The mining at orogenic gold deposits has significant negative environmental effects. Over 90% of ore extracted from orogenic gold deposits is treated by the process of cyanidation. The toxic waste created from this process is stored in tailings ponds, which presents a risk for contamination of soil and water in the event of accidents or negligence by those handling the toxic liquids. This contamination can occur in many forms such as dam failures, unregulated drainage into rivers, or leeching of toxic liquids through permeable soils. One such example of this type of environmental disaster is the August 19, 1995 Omai cyanide spill in which the tailings dam of the Canadian-owned Omai Gold Mines Ltd failed, releasing over 440,000 cubic meters of cyanide-laced effluent into the Omai river, causing over 80 km of disaster zone downriver. The energy consumption associated with operating a mine in an orogenic gold deposit also produces a large carbon footprint, which as a greenhouse gas contributes to climate change. Furthermore, creating space for open-pit mines, tailings ponds and mine infrastructure requires clearing vast amount of land, leading to deforestation and the destruction of natural habitats.

== Examples ==
- Bendigo, Australia
- Kalgoorlie
- Fazenda, Brazil
- Timmins, Canada
- Lamaque, Canada
- Val d'Or camp, Canada
- Seabee, Canada
- Salsigne, France
- The Oubasi orogenic gold deposit in Southern Ghana is host to mineral resources of over 70 Moz Au at a grade of 7.39g/t or higher, with a past production of 32 Moz Au. The deposit is located in the Birimian orogen, where gold mining is known to have taken place back to the 17th century, but modern industrial-scale mining began in 1897 by the Ashanti Goldfields Company.
- Poura, Burkina Faso
- Vasil'kovsk, Kazakhstan
- Berezovsk, Russia
- The Olimpiada orogenic gold deposit is located in the Yenisei Ridge, on the western side of Siberia, Russia. It contains more than 50 Moz Au at an average grade of 4–4.6 g/t. Exploration of orogenic gold began after the year 1840 when the source of nearby placer gold deposits was being investigated, after which large-scale mining operations began in the 1990s.

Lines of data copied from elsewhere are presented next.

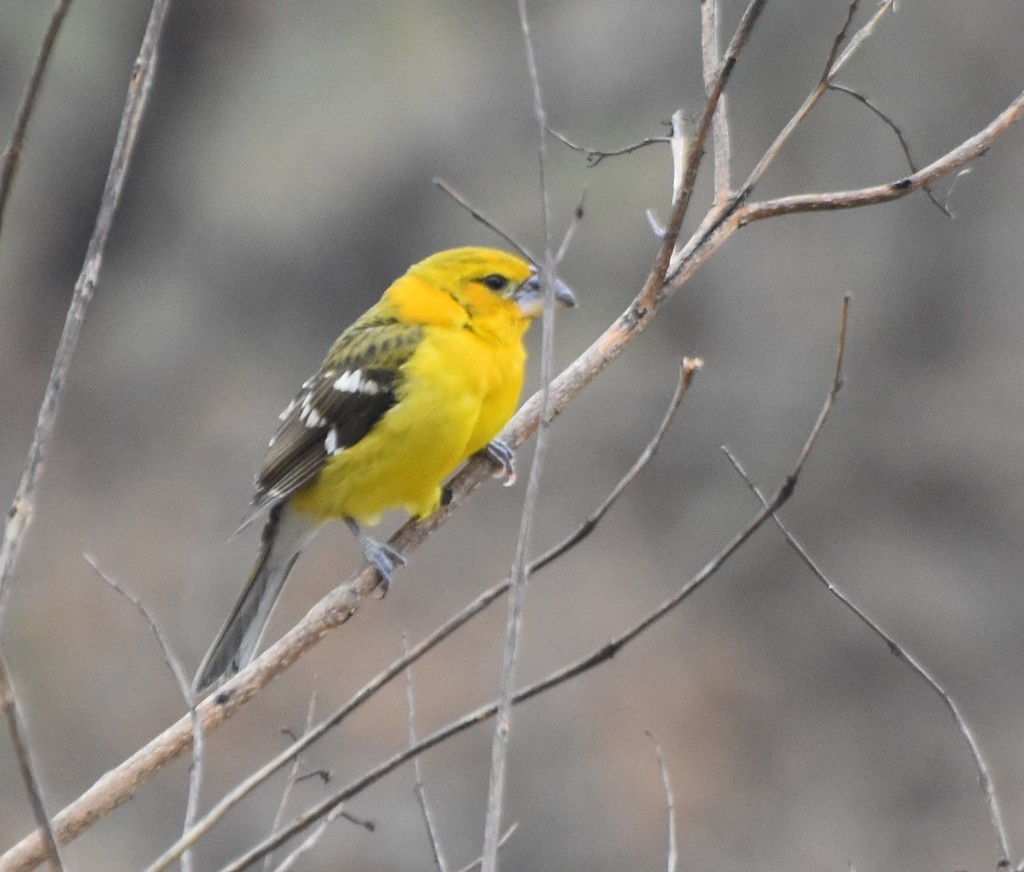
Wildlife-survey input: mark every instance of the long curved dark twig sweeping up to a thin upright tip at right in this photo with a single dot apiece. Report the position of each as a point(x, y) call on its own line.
point(578, 668)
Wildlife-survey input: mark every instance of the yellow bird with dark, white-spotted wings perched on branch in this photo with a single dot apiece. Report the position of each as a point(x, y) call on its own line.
point(423, 380)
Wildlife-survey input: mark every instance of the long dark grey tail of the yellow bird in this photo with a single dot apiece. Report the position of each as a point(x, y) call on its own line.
point(285, 535)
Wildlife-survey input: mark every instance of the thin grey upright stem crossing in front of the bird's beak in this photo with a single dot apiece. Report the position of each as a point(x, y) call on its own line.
point(518, 588)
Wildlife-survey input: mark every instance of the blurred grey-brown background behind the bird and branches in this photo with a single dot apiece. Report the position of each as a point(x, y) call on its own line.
point(284, 179)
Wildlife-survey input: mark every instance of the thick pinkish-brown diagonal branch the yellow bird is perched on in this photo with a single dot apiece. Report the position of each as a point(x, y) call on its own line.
point(120, 783)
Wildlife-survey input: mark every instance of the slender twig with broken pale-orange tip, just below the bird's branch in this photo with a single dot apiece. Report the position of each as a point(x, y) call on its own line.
point(443, 632)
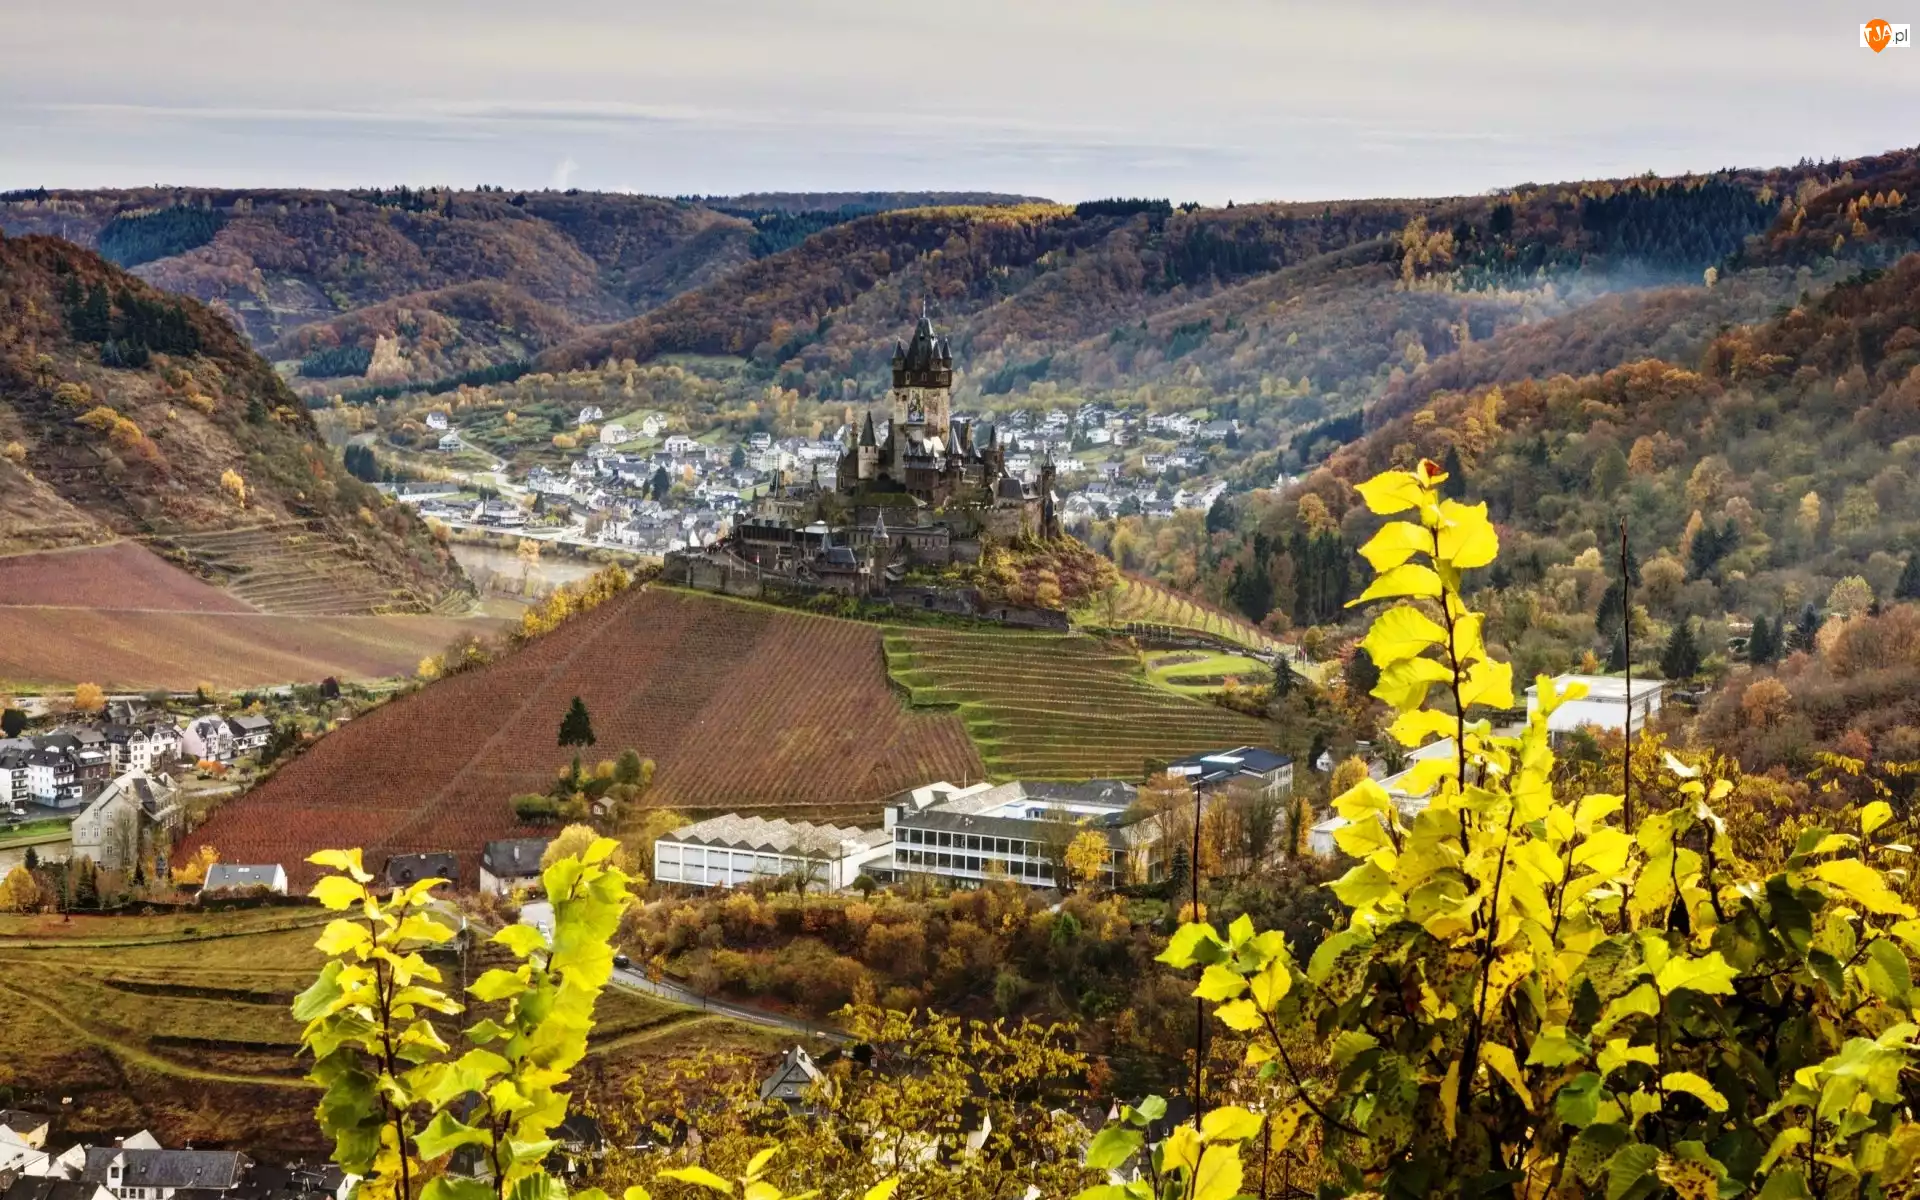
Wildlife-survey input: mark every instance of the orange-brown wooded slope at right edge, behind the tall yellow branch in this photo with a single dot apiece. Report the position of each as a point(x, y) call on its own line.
point(1756, 479)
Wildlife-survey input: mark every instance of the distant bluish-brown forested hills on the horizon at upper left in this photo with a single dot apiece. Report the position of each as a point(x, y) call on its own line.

- The Mother Lode Homestake is located in South Dakota, USA, and is a historic mine which was host to orogenic gold held within a banded iron formation (BIF). This deposit produced more than 40 Moz Au from 1876 to 2001. Although the deposit is BIF-hosted, the style of mineralization is described as hydrothermal, in which the BIF formed a favorable chemical trap for gold.